De aard van een verzoek om een voorlopige voorziening veronderstelt een actueel spoedeisend belang. Wat verzoeker in dit verband in zijn verzoekschrift en ter zitting naar voren heeft gebracht, geeft daarvan onvoldoende blijk.
4.4.1.
Niet is gebleken van dreigende schulden, die bijvoorbeeld leiden tot een actuele huisuitzetting of het afsluiten van nutsvoorzieningen. Namens verzoeker is een brief van Enexis Netbeheer van 5 november 2018 ingebracht, waaruit blijkt dat een poging is ondernomen om de woning op het opgegeven adres af te sluiten van energie. Tot een afsluiting is het evenwel niet gekomen, omdat verzoeker sinds 13 oktober 2018 geen contract meer heeft bij zijn voormalige energieleverancier (Eneco). Ter zitting is desgevraagd verklaard dat verzoeker is overgestapt naar een andere energieleverancier (Oxxio). Van schulden bij Oxxio is de voorzieningenrechter niet gebleken. Daarnaast is ter zitting een formulier van Brabant Water van 5 februari 2019 overgelegd. Hieruit blijkt dat wanneer een rekening van € 103,23 niet binnen vijf dagen wordt betaald de levering van drinkwater vanaf 12 februari 2019 wordt gestopt. Desgevraagd is ter zitting verklaard dat de watervoorziening van verzoeker nog niet is afgesloten. Bovendien betreft het een met de hand ingevuld formulier zonder tenaamstelling en adres. Ten slotte zijn stukken overgelegd met betrekking tot een huurschuld. Desgevraagd is ter zitting verklaard dat de verhuurder dienaangaande nog geen contact heeft opgenomen met verzoeker.
4.4.2.
De voorzieningenrechter laat voorts zwaar meewegen dat verzoeker zich na 30 mei 2017 niet opnieuw heeft gemeld voor het doen van een aanvraag, ondanks zijn toezegging daaromtrent tijdens de hoorzitting in de bezwaarfase op 24 november 2017. De enkele verklaring van verzoeker dat hij moedeloos wordt van de aan hem gestelde vragen acht de voorzieningenrechter daarvoor ontoereikend, voornamelijk gelet op het gestelde dat zijn broer en zus hem vanaf juni 2018 in mindere mate financieel konden bijstaan en vanaf oktober 2018 zelfs in het geheel niet meer.
4.4.3.
Tot slot is de voorzieningenrechter niet gebleken dat een onomkeerbare situatie dreigt te ontstaan die aanleiding geeft tot het treffen van een voorlopige voorziening.
4.5.
Ook anderszins is de voorzieningenrechter niet gebleken van een voor verzoeker zo zwaarwegend belang dat behandeling van de bodemprocedure niet door hem zou kunnen worden afgewacht.
4.6.
Wat onder 4.2 tot en met 4.5 is overwogen leidt ertoe dat bij dit verzoek onverwijlde spoed als bedoeld in artikel 8:81 van de Awb ontbreekt. Daarom bestaat geen aanleiding voor het treffen van een voorlopige voorziening.

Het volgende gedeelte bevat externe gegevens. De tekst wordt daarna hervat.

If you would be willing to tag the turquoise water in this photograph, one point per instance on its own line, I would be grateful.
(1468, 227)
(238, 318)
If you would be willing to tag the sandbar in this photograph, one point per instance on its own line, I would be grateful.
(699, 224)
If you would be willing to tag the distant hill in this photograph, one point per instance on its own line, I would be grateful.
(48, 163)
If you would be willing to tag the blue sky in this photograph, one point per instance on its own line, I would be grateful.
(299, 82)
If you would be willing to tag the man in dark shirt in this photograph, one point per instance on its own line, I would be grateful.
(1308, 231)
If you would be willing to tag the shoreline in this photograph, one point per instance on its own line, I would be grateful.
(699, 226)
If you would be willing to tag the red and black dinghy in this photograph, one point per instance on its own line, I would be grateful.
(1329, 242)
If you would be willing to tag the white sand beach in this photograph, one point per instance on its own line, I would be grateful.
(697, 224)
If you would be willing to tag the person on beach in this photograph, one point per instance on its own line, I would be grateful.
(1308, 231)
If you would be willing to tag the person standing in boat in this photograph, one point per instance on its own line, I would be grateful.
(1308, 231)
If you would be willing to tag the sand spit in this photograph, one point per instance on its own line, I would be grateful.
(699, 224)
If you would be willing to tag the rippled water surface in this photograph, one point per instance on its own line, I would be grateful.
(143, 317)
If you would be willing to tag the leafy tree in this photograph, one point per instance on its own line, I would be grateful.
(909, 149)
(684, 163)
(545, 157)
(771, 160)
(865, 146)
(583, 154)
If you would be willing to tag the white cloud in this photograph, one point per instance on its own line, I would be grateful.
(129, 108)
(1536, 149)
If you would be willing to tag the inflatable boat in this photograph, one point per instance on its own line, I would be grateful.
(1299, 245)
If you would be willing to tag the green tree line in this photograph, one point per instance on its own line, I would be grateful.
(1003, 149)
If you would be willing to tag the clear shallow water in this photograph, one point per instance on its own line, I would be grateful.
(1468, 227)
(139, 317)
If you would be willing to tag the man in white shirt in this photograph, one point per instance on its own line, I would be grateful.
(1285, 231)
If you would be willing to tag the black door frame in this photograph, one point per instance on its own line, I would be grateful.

5. Voor een veroordeling in de proceskosten bestaat geen aanleiding.

BESLISSING

De voorzieningenrechter van de Centrale Raad van Beroep wijst het verzoek tot een voorlopige voorziening af.
Deze uitspraak is gedaan door M. Hillen, in tegenwoordigheid van L. Hagendijk als griffier. De beslissing is uitgesproken in het openbaar op 5 maart 2019.